Но таксисты, паразиты, как один, катили мимо, злорадно подмигивая зелеными огоньками. На отчаянные призывы Кротова остановился, наконец, старенький «запорожец», и водитель-инвалид за трояк довез Кротова до Лениного дома.

Лена открыла сразу, словно ждала у двери. Она была в незнакомом Кротову очень красивом то ли платье, то ли халате из яркого шелка и выглядела так потрясающе, что Кротов сразу охрип.

Сипловато он предположил, что надо бы поздороваться с родителями, и Лена быстро ответила;

— Их никого нет. Они на дачу уехали.

Установилась неожиданная пауза, и, разрывая ее, Лена сказала отчасти с искусственной веселостью:

— Сейчас чаю попьем…

Он прошел за ней на кухню, Лена поискала и нашла спичечный коробок, но в следующую секунду уже выронила его или просто бросила, потому что толкнувшей их друг к другу силе бессмысленно было сопротивляться…

Возвращался домой Кротов уже за час ночи, едва поспев на метро. Трамваи уже, конечно, не ходили, и это было хорошо. Он шел по пустой улице, изредка улыбаясь, что со стороны, наверное, выглядело довольно глупо. Кротов испытывал ощущение счастья. Он думал над тем, как внезапно изменилась его жизнь и что, вероятно, вскоре она изменится еще больше. И все было славно в этом прекрасном городе этим чудесным вечером.

И даже темная фигура возле подъезда не вызвала у Кротова никакого беспокойства.

— Саша? — спросила фигура.

Кротов кивнул, собираясь удивиться, но не успел.

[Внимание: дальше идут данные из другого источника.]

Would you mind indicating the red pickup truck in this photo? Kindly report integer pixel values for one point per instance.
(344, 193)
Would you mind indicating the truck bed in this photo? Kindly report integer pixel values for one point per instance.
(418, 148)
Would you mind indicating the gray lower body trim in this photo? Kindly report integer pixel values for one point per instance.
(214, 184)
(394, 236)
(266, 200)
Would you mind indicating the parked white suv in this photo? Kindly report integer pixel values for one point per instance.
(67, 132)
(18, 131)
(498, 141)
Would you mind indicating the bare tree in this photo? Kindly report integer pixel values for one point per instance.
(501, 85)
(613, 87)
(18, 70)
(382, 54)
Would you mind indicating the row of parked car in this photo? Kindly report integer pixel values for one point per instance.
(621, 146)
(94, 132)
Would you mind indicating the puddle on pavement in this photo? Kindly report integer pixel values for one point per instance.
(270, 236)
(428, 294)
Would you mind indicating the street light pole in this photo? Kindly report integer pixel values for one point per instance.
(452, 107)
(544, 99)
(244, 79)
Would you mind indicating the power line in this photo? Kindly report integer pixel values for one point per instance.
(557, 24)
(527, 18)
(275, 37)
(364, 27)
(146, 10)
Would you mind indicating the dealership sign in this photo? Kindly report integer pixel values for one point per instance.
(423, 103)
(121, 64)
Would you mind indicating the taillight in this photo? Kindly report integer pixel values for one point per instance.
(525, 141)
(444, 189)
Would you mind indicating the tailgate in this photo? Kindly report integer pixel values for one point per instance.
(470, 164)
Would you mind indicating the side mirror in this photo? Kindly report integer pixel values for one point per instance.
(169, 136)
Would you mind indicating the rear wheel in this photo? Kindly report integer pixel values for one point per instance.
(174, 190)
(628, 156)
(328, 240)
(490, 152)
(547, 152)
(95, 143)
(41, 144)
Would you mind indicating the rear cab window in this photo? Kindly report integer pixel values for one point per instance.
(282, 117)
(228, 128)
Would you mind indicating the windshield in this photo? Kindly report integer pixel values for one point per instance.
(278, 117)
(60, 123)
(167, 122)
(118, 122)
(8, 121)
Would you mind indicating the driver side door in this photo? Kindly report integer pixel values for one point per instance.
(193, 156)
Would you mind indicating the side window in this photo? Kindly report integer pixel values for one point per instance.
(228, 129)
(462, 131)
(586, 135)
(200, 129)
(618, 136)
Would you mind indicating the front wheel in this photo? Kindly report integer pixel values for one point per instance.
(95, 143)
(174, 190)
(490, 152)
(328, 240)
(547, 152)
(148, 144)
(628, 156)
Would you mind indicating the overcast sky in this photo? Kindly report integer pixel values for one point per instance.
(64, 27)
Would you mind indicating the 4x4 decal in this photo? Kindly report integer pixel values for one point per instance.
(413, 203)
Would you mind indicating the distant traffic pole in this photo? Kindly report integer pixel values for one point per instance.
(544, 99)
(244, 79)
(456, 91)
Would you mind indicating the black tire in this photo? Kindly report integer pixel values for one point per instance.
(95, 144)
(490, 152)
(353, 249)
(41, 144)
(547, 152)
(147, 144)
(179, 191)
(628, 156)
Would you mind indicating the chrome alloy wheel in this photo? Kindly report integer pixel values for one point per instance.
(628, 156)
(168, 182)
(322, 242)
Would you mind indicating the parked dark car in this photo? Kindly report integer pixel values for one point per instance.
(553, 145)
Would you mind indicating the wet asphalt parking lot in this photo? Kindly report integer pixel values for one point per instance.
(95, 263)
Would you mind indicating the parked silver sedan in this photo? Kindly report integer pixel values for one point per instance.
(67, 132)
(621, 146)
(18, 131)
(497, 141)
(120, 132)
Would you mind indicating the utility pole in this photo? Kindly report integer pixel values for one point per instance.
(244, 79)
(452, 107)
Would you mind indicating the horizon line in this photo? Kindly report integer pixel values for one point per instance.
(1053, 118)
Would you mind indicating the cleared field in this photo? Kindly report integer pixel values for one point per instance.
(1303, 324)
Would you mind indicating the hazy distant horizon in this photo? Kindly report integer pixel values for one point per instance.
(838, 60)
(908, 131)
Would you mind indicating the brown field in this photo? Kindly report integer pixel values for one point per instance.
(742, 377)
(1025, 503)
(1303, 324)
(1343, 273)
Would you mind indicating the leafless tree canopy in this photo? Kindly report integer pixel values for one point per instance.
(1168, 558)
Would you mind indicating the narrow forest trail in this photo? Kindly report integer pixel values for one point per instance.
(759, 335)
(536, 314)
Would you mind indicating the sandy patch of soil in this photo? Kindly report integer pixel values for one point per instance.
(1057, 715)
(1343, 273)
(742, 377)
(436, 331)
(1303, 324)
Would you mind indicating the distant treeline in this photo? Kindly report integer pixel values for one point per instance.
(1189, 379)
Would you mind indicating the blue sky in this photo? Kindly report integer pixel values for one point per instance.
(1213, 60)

В глазах вспыхнуло короткое зеленое пламя, он упал на асфальт и почувствовал во рту соленый привкус крови. Потом его ударили ногой в живот — очень больно, хотели ударить еще, но Кротов извернулся, приподнявшись, толкнул нападавшего куда-то в колено. На короткое мгновение тот утратил равновесие, и Кротов успел вскочить на ноги. Но второй, которого Кротов не видел и который хладнокровно дожидался своей очереди, шагнул откуда-то сбоку и ударил Кротова в голову, вновь сбив наземь.

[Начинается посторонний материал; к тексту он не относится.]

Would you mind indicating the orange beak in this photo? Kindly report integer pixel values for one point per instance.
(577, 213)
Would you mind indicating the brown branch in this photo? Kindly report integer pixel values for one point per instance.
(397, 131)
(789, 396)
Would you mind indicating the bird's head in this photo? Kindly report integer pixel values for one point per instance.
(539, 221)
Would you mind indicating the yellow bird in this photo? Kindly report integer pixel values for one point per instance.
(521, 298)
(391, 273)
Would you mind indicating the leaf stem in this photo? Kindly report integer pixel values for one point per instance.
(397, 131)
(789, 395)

«Все! — мелькнуло в мозгу. — Конец!»

Отчаяние парализовало Кротова. Он сжался, закрыв голову руками.

Но ударов больше не последовало. Те двое остановились над ним, выжидая или переводя дыхание.

— Ну, что, ты понял теперь, паскуда? — сказал один.

Кротов молчал.

Тогда его снова ткнули носком ботинка.

— Ты понял или нет?

— Понял, понял, — сказал Кротов.

— С тобой как с человеком говорили, — вступил в беседу другой. — А ты понять не захотел. Поиграть решил, да? У-у, сука!

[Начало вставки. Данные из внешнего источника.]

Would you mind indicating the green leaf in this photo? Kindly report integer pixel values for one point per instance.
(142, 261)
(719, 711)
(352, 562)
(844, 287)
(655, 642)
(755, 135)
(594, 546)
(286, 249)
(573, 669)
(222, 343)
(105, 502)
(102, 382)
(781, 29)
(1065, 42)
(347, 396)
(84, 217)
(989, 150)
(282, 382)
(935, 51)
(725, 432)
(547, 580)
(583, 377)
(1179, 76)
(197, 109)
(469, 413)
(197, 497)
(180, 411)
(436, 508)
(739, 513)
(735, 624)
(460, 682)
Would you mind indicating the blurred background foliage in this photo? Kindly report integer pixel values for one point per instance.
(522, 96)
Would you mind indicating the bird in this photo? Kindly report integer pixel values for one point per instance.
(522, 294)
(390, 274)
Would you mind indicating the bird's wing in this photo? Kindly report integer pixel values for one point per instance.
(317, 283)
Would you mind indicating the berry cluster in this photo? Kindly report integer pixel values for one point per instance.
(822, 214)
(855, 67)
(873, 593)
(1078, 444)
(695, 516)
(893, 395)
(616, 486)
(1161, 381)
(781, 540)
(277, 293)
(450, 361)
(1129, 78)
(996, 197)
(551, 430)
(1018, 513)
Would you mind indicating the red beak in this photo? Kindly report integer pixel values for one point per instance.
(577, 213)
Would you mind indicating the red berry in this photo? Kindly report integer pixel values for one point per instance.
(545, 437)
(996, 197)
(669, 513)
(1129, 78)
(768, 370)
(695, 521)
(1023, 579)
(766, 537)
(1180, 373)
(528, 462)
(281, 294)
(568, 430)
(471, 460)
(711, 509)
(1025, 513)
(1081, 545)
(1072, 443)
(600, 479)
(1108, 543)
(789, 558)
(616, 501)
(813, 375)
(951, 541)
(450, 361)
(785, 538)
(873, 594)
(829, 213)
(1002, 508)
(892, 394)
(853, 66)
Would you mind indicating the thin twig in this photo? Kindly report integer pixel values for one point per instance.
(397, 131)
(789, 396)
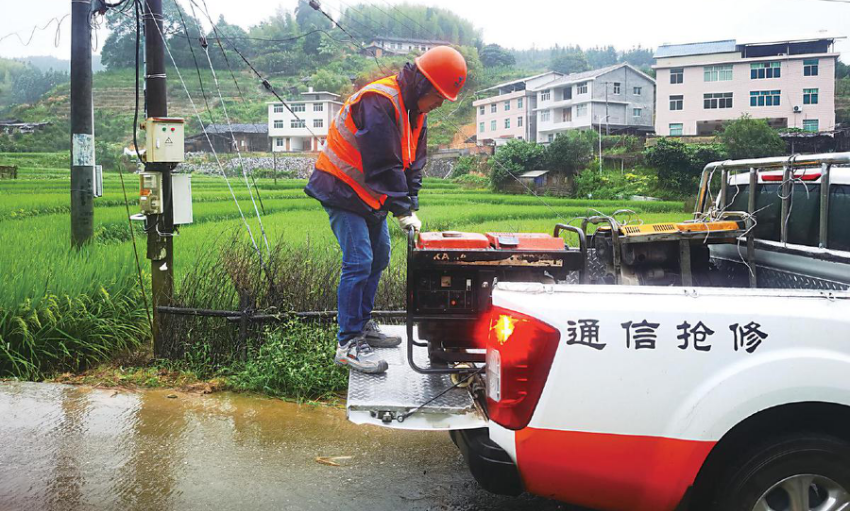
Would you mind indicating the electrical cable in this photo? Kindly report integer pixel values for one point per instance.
(233, 137)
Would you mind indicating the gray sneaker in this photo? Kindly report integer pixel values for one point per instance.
(358, 355)
(378, 339)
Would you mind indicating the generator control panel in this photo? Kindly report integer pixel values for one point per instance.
(164, 139)
(151, 193)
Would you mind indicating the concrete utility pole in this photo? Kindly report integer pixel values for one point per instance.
(160, 247)
(82, 124)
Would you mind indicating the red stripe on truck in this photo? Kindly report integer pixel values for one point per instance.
(609, 472)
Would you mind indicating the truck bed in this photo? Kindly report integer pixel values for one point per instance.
(383, 399)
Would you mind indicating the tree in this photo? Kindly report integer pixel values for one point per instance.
(678, 165)
(601, 56)
(747, 137)
(572, 61)
(513, 159)
(570, 152)
(494, 55)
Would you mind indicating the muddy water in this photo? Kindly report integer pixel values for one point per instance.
(65, 447)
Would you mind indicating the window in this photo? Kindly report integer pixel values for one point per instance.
(811, 96)
(761, 70)
(765, 98)
(811, 67)
(718, 100)
(718, 73)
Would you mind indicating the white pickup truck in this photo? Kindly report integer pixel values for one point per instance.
(731, 396)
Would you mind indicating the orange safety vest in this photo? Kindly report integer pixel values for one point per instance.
(341, 156)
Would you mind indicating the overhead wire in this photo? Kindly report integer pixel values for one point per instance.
(207, 136)
(230, 126)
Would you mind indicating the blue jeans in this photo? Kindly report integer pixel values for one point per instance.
(366, 253)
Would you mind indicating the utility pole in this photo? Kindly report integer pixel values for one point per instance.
(160, 227)
(82, 124)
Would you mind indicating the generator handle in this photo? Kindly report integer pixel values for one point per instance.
(583, 247)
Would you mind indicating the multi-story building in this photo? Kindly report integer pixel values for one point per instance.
(306, 127)
(400, 46)
(701, 85)
(616, 99)
(508, 113)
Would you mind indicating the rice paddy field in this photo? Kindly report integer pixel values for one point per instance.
(64, 309)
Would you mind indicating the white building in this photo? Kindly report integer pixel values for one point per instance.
(616, 99)
(508, 114)
(306, 127)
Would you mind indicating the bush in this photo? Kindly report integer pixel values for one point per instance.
(751, 138)
(679, 165)
(591, 184)
(513, 159)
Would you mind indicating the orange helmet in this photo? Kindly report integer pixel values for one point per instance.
(445, 68)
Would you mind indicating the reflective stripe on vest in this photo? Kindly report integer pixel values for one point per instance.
(341, 156)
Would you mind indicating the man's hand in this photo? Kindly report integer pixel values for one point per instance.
(409, 221)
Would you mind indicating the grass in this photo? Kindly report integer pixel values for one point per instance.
(64, 310)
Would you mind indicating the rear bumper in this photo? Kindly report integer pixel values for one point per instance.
(490, 465)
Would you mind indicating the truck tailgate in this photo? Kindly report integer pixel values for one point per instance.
(388, 399)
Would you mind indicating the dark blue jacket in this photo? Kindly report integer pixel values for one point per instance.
(380, 146)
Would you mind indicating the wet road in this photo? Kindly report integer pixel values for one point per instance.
(66, 448)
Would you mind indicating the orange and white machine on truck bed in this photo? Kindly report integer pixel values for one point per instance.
(727, 390)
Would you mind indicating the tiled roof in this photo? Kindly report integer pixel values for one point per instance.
(681, 50)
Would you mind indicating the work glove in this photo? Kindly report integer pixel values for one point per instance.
(409, 221)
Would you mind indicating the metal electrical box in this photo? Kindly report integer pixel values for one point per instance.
(164, 140)
(151, 193)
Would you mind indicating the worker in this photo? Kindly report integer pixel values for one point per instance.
(372, 165)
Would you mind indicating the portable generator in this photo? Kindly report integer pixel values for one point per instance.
(451, 275)
(663, 254)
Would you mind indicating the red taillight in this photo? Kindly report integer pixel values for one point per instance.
(803, 176)
(520, 351)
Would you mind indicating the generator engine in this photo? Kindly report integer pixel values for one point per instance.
(451, 275)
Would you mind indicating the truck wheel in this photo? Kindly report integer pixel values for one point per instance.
(804, 472)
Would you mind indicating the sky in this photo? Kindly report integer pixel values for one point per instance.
(517, 24)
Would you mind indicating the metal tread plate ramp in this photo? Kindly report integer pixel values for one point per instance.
(388, 399)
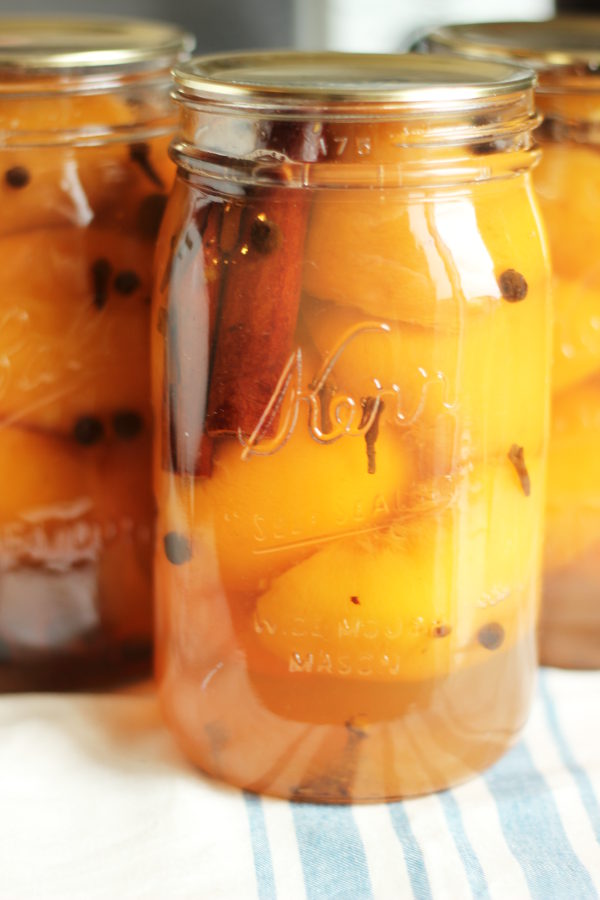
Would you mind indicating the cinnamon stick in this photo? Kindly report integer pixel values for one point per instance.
(200, 255)
(260, 294)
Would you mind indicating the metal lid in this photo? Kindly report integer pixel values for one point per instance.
(296, 78)
(564, 41)
(83, 43)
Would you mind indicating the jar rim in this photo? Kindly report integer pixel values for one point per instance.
(552, 44)
(31, 45)
(293, 79)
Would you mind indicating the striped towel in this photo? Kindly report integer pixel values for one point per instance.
(97, 802)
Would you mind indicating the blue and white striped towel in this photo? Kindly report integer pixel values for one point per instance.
(98, 803)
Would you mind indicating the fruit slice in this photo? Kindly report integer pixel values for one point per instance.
(573, 511)
(81, 517)
(459, 393)
(73, 335)
(426, 261)
(264, 512)
(425, 598)
(44, 183)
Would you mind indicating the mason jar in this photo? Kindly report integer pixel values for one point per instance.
(351, 354)
(566, 54)
(85, 123)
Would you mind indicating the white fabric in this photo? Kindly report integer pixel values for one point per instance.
(98, 802)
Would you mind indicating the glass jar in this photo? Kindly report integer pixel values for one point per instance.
(85, 122)
(566, 54)
(350, 358)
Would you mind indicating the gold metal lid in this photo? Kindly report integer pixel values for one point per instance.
(565, 41)
(84, 43)
(295, 79)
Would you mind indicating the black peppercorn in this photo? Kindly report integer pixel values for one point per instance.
(491, 636)
(178, 548)
(17, 177)
(513, 286)
(100, 271)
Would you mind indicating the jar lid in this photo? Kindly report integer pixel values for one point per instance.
(55, 43)
(295, 79)
(565, 41)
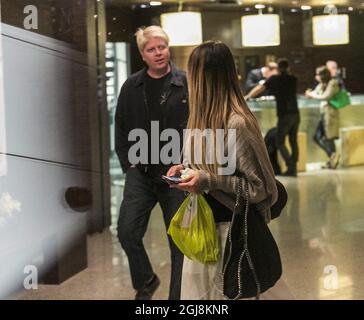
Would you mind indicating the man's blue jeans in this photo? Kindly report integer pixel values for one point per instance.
(141, 194)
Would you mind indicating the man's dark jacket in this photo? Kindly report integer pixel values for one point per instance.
(132, 111)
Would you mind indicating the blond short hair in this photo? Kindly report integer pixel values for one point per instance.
(144, 34)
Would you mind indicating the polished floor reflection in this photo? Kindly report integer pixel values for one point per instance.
(320, 235)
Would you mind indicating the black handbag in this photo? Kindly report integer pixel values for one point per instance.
(251, 262)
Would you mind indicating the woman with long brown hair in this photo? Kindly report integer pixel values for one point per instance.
(217, 103)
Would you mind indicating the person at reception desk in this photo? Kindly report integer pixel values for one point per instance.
(258, 76)
(335, 72)
(284, 88)
(328, 127)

Он замахнулся ногой, и Кротов напрягся, но удар получился довольно вялый — так, для испуга.

— В общем, велено передать, что тебе дается последняя возможность, — заговорил первый. — Иди завтра к следователю и скажи, как тебя просили. И не тренди лишнего. В следующий раз просто изувечим. Или вообще кончим.

— Нет, он еще не понял, — сказал другой, и Кротов отчаянно возразил:

— Понял я, ребята! Понял. Все. Хватит!

— Понятливый стал, — заключил первый. — А до этого — никак. В общем, если ты завтра свою туфту не перепишешь, сразу заказывай похоронку.

— Пошли, — сказал второй, — поздно уже. Или врезать ему еще?

— Хватит пока…

Они ушли уверенно и неторопливо, как ходят только хозяева. Кротов поднялся на ноги, ощупал скулу и затылок. Было пока не очень больно — наверное, просто сгоряча. Утром-то непременно появится огромный фингал.

Новасардов времени зря не теряет. Однако эти два парня на членов его семейства не похожи. Обычные московские бандюги. Свои парни, московские…

* * * 

«Фонари», к счастью, не появились. Левая скула, правда, побаливала и слегка вспухла, но заметно это было лишь при очень тщательном рассмотрении. А на затылке обошлось шишкой, Кротов позвонил на работу и сказал, что берет отгул.